A DREAM LOST
By Katrina Relf
An Excerpt from Vincent’s Journal
A dark shadow has lain over our world, a shadow that has enveloped each one of us – a tragedy that has touched all our lives.
I brought Dimitri to the Tunnels – a lost soul alone in our city. A stranger in a distant land. How could I not help him? We took him to our hearts. The children loved him. They were enraptured by his stories of far-off lands. For Ellie, he became the embodiment of romance, a dream of love she had never known. Why did that dream have to end so tragically – for Ellie, for Dimitri?
He had travelled halfway around the world for a dream. To find his love – Anna – but that dream was never to be. Anna had grown tired of waiting. Perhaps her dreams were less idyllic than Dimitri’s. But he was never to know – fate granted him one blessing.
As Ellie lay sleeping – her life slowly ebbing away – Catherine sang to her. The most beautiful sound I have ever heard. I pray that song brought comfort to Ellie – the truth of how deeply we loved her.
During those dark days lives were lost - but so many more were saved. Father performed miracles – as always. Perhaps the greatest miracle was the comfort he brought to Eric. Eric – a little boy lost – alone and afraid without Ellie – the only family he had ever known. Father became that family – as did we all. Letters were written to Ellie. Words of love that floated to the darkest depths of the sky above, enfolding her forever in our hearts. Perhaps the heavens will be kind and forever let Ellie and Dimitri sleep in each other’s arms.

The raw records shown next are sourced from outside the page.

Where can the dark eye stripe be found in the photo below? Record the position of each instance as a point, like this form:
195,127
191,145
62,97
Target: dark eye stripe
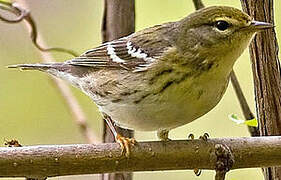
222,25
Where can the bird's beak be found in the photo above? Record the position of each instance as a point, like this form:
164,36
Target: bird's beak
258,25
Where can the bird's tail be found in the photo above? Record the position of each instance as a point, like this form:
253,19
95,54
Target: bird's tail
38,66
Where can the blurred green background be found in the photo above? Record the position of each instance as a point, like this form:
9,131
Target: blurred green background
32,111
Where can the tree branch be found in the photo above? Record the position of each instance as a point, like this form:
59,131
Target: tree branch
266,74
60,160
71,102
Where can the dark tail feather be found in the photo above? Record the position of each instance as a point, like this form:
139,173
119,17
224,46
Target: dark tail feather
39,66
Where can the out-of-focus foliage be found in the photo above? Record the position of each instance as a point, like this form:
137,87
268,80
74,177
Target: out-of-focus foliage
33,112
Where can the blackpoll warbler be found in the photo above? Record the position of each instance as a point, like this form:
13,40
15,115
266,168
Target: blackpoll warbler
161,77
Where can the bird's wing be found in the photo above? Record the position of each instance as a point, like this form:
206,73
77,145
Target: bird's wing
129,53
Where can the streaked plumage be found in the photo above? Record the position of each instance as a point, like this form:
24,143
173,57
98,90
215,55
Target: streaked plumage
164,76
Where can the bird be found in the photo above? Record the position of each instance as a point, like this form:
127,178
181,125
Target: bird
164,76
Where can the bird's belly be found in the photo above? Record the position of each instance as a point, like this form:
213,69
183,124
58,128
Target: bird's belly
176,106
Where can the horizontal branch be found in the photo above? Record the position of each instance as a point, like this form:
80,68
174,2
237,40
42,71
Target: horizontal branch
59,160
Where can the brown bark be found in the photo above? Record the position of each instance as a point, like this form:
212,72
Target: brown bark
59,160
118,21
266,72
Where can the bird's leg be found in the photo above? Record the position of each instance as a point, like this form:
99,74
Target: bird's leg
124,142
163,135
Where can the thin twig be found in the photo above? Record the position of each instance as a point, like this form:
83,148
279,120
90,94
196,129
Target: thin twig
224,162
23,14
254,131
60,160
71,102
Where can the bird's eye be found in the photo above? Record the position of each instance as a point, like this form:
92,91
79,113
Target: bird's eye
222,25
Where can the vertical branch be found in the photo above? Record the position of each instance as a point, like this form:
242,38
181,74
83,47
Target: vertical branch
118,21
73,106
266,72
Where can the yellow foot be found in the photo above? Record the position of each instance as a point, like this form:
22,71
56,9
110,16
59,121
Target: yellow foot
197,172
126,144
204,137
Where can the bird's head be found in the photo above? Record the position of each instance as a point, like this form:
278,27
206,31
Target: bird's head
218,31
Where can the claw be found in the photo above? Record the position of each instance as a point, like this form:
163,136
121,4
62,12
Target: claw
204,137
126,144
197,172
191,136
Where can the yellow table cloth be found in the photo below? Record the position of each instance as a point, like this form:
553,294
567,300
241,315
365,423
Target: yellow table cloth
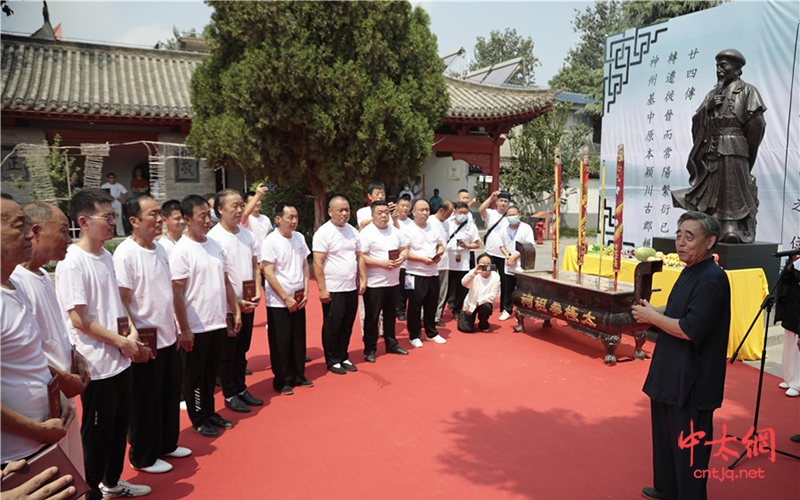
748,290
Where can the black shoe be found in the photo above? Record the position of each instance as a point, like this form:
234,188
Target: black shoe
653,494
250,400
338,370
237,404
220,422
205,429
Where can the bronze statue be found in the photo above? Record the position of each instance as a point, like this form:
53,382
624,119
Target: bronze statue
727,130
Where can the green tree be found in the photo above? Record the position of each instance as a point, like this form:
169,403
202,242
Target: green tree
330,92
502,46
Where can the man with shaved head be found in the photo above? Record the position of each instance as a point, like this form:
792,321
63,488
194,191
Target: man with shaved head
336,253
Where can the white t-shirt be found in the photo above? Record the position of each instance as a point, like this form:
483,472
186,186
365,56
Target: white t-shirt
341,263
117,190
41,294
23,373
524,232
468,234
86,279
203,267
376,243
239,250
260,227
495,239
146,273
288,255
422,241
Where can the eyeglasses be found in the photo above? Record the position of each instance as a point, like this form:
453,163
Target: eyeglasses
111,218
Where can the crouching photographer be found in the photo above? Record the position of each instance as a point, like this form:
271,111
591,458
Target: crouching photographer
483,284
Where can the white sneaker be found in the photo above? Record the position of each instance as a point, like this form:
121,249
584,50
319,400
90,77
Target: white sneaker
125,489
158,467
179,452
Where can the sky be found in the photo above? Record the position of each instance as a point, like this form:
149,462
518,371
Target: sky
456,24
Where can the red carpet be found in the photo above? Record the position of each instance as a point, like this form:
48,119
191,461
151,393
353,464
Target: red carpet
495,415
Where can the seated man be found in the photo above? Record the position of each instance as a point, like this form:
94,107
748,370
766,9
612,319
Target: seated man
484,287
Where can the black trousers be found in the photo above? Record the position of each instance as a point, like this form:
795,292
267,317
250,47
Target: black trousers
201,367
466,323
456,292
376,301
337,325
155,409
423,297
104,426
673,476
234,358
500,263
287,346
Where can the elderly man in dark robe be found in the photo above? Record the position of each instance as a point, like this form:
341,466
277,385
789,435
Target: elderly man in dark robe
727,130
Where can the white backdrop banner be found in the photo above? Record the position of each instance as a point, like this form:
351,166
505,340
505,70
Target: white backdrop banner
655,79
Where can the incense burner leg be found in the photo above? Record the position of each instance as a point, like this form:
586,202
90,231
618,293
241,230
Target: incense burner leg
638,352
610,342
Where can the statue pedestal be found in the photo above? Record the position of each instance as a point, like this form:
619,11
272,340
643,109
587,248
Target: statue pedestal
737,256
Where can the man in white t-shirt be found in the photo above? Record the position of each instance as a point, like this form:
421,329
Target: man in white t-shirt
516,230
284,262
25,425
496,223
383,250
200,290
336,254
462,239
241,264
119,194
88,293
425,250
50,230
145,287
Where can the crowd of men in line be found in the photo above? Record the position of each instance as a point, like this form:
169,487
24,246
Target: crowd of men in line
121,331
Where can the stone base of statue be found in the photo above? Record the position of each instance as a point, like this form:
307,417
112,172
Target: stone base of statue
734,256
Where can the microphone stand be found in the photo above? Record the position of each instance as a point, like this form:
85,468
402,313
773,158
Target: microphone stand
769,301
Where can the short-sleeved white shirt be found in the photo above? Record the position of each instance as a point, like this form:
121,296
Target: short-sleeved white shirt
468,234
495,239
524,232
341,263
289,255
239,250
86,279
422,241
202,265
145,272
376,243
41,294
23,373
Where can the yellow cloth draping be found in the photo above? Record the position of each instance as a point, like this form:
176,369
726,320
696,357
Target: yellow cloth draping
748,289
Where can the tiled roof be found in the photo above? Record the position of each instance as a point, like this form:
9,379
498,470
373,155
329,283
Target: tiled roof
81,79
69,78
480,102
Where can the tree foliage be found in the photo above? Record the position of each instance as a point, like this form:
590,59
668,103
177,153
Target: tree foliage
330,92
583,70
502,46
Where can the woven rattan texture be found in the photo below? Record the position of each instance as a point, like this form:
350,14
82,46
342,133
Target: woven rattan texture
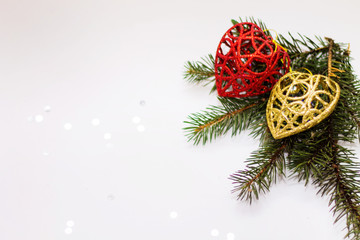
299,101
248,62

Tonight, on your balcony, Catherine, you marvelled at Dimitri’s determination to find his love, even though, deep within his soul, he undoubtedly already knew the truth. But, Catherine, the words that I spoke then will forever be true – “One either moves towards love or away from it. There is no other direction”.
Now, as I sit alone in my chamber, reflecting on the sadness and pain of the past weeks, I am grateful beyond measure that we have survived this terrible thing, albeit at so great a loss to our world. But, constantly, one thought lies uneasily within my heart. What would have been the outcome if such a deadly virus such as this had escaped the Tunnels into the world above? How many lives would it have claimed? And how many families – just as our family Below – would be mourning their loved ones?